ISO 13655 Graphic technology — Spectral measurement and colorimetric computation for
graphic arts images mendefinisikan kondisi pengukuran singkatnya dapat digambarkan sebagai berikut:
Kondisi pengukuran M0
Mereferensikan penggunaan spektrofotometer yang menggunakan cahaya tunggal jenis lampu pijar yang
mempunyai distribusi kuat cahaya relatif mirip dengan pencahayaan standar CIE A (pencahayaan
standar tersebut mempunyai korelasi dengan temperatur warna 2.856 K)
Penekanan kesesuaian terhadap pencahayaan standar CIE A pada nilai spektral dengan panjang
gelombang antara 400nm hingga 700nm membuat porsi kuat cahaya di bagian ultaviolet (UV) terabaikan.
Oleh karena itu apabila dibutuhkan informasi lebih yang dapat menunjukan pengaruh sifat berpendarnya
cahaya yang disebabkan oleh hadirnya cahaya ultraviolet maka direkomendasikan menggunakan alat
ukur spektrofotometer dengan kondisi pengukuran M1.
Kondisi pengukuran M1
Untuk meminimalisasi perbedaan hasil pengukuran dengan berbagai alat ukur yang disebabkan adanya
sifat pemendaran kembali dari OBA di dalam kertas dan/atau pemendaran kembali dari tinta cetak
dibutuhkan pencahayaan dalam alat ukur yang cocok dengan pencahayaan standar CIE D50.
Penggunaan alat ukur dengan kondisi pengukuran M1 dapat memberikan konsistensi pengukuran
dengan analisa visual di bawah kotak cahaya (light box / viewing booth) yang sesuai dengan persyaratan
ISO 3664.
Ada dua metode yang memungkinkan alat ukur spektrofotometer dapat memenuhi kesesuaian dengan
kondisi pengukuran M1.
1. Distribusi kuat spektral dari alat ukur yang sampai pada bahan yang diukur harus sesuai
dengan pencahayaan standar CIE D50. Juga sesuai dengan persyaratan pada kondisi
pemantauan P1 pada ISO 3664. Metode ini harus digunakan ketika pengaruh OBA dan warna-
warna berpendar (fluorescent) menjadi fokus perhatian.
2. Sebuah metode kompensasi yang dapat mengontrol dan mengatur kuat radiasi pada
bagian sinar UV dapat dipergunakan tanpa harus mengubah atau menambah sumber cahaya. Ini
dapat dilakukan dengan mengatur pencahayaan sehingga dicapai kuat cahaya relatif sesuai
dengan pancahayaan standar CIE D50. Kompensasi ini ditujukan untuk mengkoreksi pengaruh
pemendaran oleh OBA pada materi cetak.
Kesesuaian alat ukur terhadap kondisi pengukuran M1 dapat dievaluasi dengan cara mengukur materi
acuan teruji (CRM - certified reference material).

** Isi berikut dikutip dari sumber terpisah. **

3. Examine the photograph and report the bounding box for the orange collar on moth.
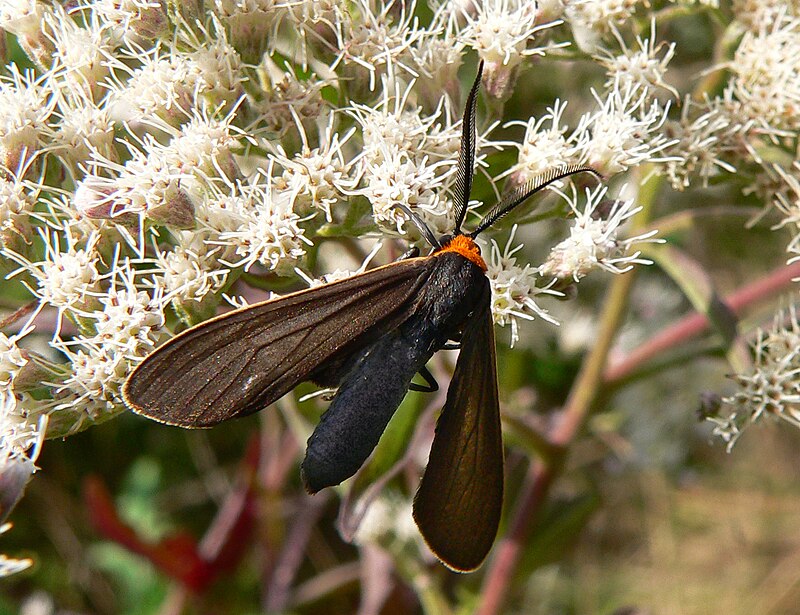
[438,235,486,271]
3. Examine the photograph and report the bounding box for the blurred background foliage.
[0,1,800,615]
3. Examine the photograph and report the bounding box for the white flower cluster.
[708,306,800,451]
[0,0,800,572]
[0,0,672,448]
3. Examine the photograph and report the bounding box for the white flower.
[359,147,455,235]
[209,168,311,275]
[44,5,113,96]
[105,47,209,125]
[156,242,229,302]
[600,19,678,98]
[53,95,116,167]
[461,0,567,68]
[3,225,101,320]
[575,83,673,175]
[539,186,655,282]
[564,0,642,38]
[0,65,56,171]
[664,96,736,190]
[332,0,422,91]
[501,100,588,185]
[709,306,800,451]
[486,224,561,346]
[724,14,800,136]
[89,0,169,44]
[272,116,354,222]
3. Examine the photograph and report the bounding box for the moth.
[122,64,596,571]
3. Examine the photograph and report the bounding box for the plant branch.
[603,262,800,382]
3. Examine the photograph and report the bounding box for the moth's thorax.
[436,235,486,271]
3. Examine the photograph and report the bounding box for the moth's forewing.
[123,258,432,427]
[414,282,503,571]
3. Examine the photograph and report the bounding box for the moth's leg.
[395,246,419,262]
[408,366,439,393]
[440,332,461,350]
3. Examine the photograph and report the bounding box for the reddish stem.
[478,262,800,615]
[603,261,800,382]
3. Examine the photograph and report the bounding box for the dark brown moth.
[123,65,595,571]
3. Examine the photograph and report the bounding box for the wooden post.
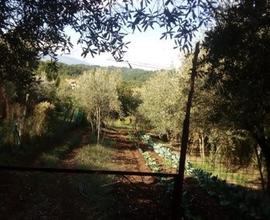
[172,42,200,220]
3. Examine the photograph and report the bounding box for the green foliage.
[117,82,141,116]
[73,69,120,121]
[139,72,186,139]
[187,163,270,219]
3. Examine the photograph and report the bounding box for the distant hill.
[42,55,92,65]
[39,60,155,86]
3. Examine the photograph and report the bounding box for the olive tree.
[74,69,120,143]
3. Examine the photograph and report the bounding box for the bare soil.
[0,126,232,220]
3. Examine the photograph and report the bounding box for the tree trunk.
[254,145,265,190]
[199,134,205,163]
[172,42,200,220]
[97,107,101,144]
[256,132,270,195]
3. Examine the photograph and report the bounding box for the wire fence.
[187,153,265,189]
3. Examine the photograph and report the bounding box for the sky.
[62,28,183,70]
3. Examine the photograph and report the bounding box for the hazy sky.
[66,26,182,70]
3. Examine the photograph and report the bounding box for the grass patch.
[74,144,114,169]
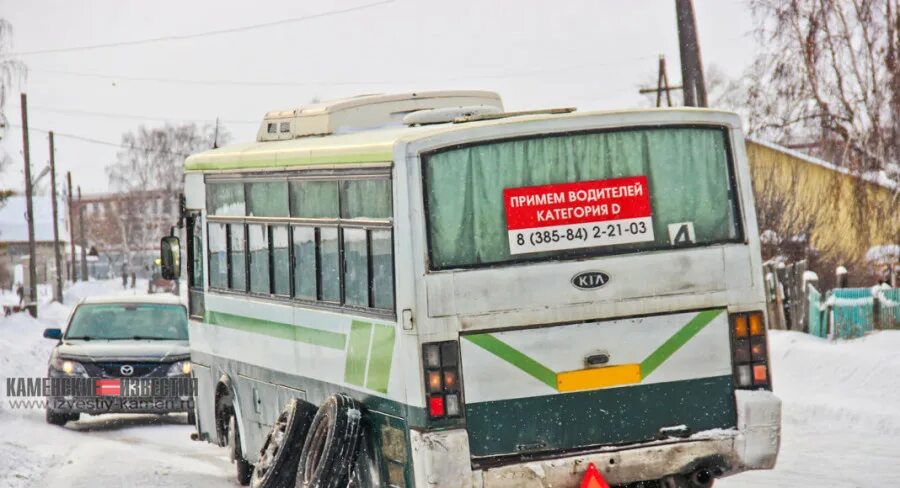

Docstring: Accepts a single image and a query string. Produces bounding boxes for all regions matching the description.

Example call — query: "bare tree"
[747,0,900,180]
[0,18,26,204]
[104,123,230,260]
[106,123,230,192]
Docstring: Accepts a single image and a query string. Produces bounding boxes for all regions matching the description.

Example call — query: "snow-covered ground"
[717,331,900,488]
[0,281,900,488]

Pengukuran dengan dan tanpa energi UV akan
menunjukan perbedaan nilai CIE b* lebih besar dari 3.
Kondisi pengukuran M2
Untuk mengabaikan perbedaan pengukuran akibat terjadinya pemendaran dari OBA perlu membatasi
cahaya ultraviolet agar tidak sampai pada materi yang akan diukur. Hal ini dapat dilakukan dengan
melengkapi mekanisme alat ukur spektrofotometer dengan menambahkan sebuah filter diantara sumber
cahaya dengan materi yang akan diukur
Pada alat spektrofotometer umumnya ditambahkan filter UV-cut tyang mempunyai karateriska
transparensi sebagai berikut:
Untuk panjang gelombang diatas 420nm, tingkat tranparensi lebih besar daripada 85%;
Pada panjang gelombang 410 nm, tingkat transparensi lebih kecil daripada 50%;
Pada panjang gelombang 400 nm, tingkat transparensi lebih kecil daripada 10%;
Pada panjang gelombang 395 nm, tingkat transparensi lebih kecil daripada 1%.

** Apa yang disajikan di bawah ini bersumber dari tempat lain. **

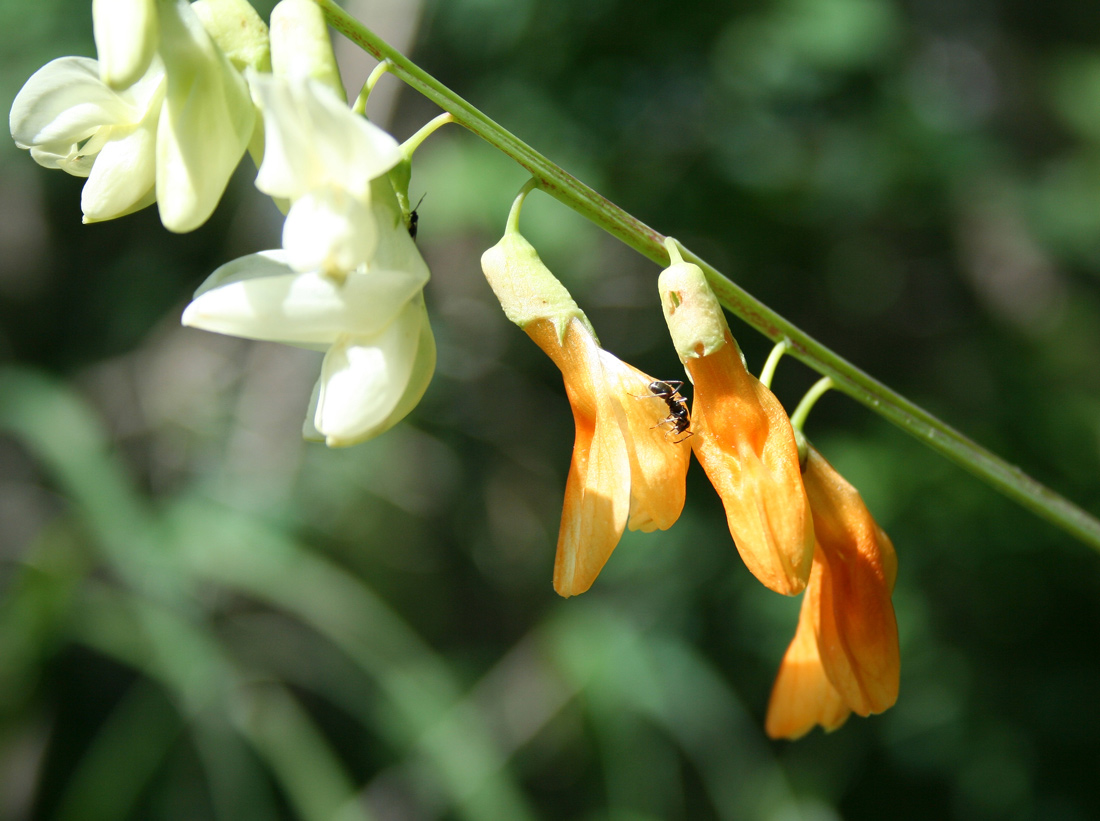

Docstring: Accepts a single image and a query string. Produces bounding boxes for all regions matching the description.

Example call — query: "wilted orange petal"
[525,319,630,596]
[803,448,901,715]
[686,336,814,595]
[765,562,851,741]
[600,351,691,533]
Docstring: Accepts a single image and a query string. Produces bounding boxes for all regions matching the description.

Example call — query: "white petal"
[249,73,402,200]
[183,252,422,346]
[360,296,436,441]
[367,177,430,283]
[283,187,378,274]
[314,302,422,446]
[80,113,156,222]
[156,0,255,232]
[91,0,157,89]
[301,377,325,442]
[9,57,135,154]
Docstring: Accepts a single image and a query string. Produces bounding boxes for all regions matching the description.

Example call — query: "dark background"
[0,0,1100,821]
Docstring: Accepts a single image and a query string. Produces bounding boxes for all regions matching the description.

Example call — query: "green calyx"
[482,179,597,344]
[191,0,272,72]
[482,230,596,343]
[657,238,730,362]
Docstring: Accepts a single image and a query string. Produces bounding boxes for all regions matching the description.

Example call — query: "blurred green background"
[0,0,1100,821]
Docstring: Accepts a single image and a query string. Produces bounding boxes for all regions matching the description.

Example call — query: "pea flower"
[765,448,900,738]
[249,73,402,275]
[482,190,691,596]
[658,240,814,595]
[183,178,436,447]
[9,0,255,232]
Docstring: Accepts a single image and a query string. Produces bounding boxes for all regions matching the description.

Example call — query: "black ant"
[409,193,428,242]
[649,380,692,445]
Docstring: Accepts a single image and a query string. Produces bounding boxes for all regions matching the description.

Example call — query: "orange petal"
[686,336,814,595]
[765,561,851,741]
[804,448,901,715]
[525,319,630,596]
[600,351,691,533]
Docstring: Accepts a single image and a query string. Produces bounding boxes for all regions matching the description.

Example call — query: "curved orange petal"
[600,351,691,533]
[686,333,814,595]
[525,319,630,596]
[765,557,851,741]
[803,448,901,715]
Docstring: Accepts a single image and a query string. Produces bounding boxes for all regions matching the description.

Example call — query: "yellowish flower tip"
[91,0,160,91]
[657,238,732,362]
[482,189,596,346]
[191,0,272,73]
[271,0,347,99]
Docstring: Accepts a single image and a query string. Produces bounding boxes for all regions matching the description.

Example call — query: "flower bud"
[191,0,272,72]
[658,240,814,595]
[91,0,157,91]
[482,230,596,344]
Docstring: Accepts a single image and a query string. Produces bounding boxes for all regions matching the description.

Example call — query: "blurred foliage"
[0,0,1100,821]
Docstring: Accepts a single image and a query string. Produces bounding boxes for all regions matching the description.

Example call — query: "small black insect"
[649,380,692,445]
[409,194,428,242]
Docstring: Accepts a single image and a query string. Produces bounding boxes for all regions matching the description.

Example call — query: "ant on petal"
[649,380,692,445]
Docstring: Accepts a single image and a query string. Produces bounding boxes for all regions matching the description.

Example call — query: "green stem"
[402,112,454,160]
[760,339,791,388]
[792,374,833,433]
[314,0,1100,551]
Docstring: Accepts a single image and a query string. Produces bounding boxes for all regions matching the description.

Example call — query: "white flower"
[156,0,255,232]
[10,0,255,232]
[249,72,402,275]
[9,57,166,222]
[183,178,436,446]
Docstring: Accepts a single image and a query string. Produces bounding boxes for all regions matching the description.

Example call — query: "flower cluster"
[482,208,900,738]
[10,0,899,737]
[10,0,436,446]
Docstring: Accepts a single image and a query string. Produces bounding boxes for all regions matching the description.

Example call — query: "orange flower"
[765,448,901,738]
[658,241,814,595]
[482,209,691,596]
[525,319,691,596]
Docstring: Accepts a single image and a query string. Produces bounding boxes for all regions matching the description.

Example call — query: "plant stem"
[314,0,1100,551]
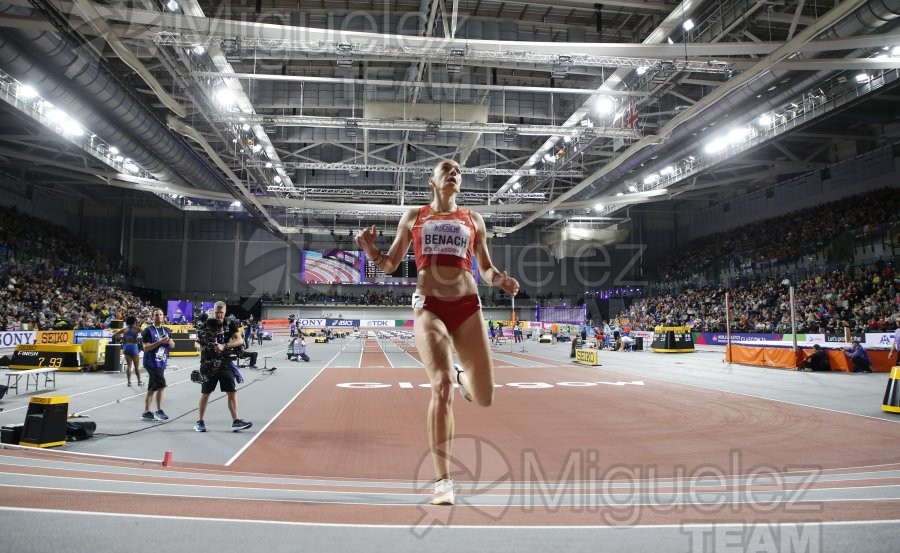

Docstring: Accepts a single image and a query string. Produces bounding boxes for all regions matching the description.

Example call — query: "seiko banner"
[294,319,325,328]
[0,330,37,348]
[825,332,866,343]
[325,319,359,328]
[73,329,112,344]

Dengan data pengukuran M2 dapat ditentukan apakah materi yang diukur tersebut mengandung OBA
atau tidak. Apabila tidak terlihat adanya perbedaan yang berarti pada pengukuran dengan kondisi M0, M1
dan M2 maka dapat dipastikan materi yang diukur tersebut tidak mengandung OBA.
Kondisi pengukuran M3
Meskipun pantulan cahaya langsung adalah yang paling utama dan cepat mencapai mata kita, kadang
kala terjadi pembauran kuat radiasi akibat refleksi cahaya lainnya. Menginstalasi sebuah filter polarisasi
silang akan meniadakan refleksi cahaya yang tidak diinginkan.
Namun filter-filter semacam ini akan mengabsorbsi cahaya ultraviolet pada kadar yang lebih tinggi
daripada sebuah filter UV-cut, oleh karena itu penggunaan filter polarisasi tersebut biasanya digabung
dengan penggunaan filter UV-cut (lihat kondisi pengukuran M2).
Kondisi pengukuran M3 biasanya diaplikasikan untuk mengontrol ketebalan tinta cetak pada cetak offset
litografi lembaran. Data pengukuran M3 yang dikonversikan ke nilai density biasanya tidak menunjukan
perbedaan yang berarti pada saat tinta basah dan kering.
M0 M11 M12 M2 M3
Definisi tentang kondisi pengukuran M0, M1, M2 dan M3 dari alat spektrofotometer adalah hanya terkait
pada pencahayaan yang dipakai untuk mengukur warna (pencahayaan standar CIE A, CIE D50,
membatasi porsi cahaya UV dan mengarahkan cahaya dari sudut tertentu), dan sama sekali tidak
berhubungan dengan apa yang akan diukur. Tetapi oleh karena sifat pengukuran yang spesifik, maka
kondisi pengukuran tertentu dapat diasumsikan untuk mengaplikasikan pengukuran khusus, seperti M3.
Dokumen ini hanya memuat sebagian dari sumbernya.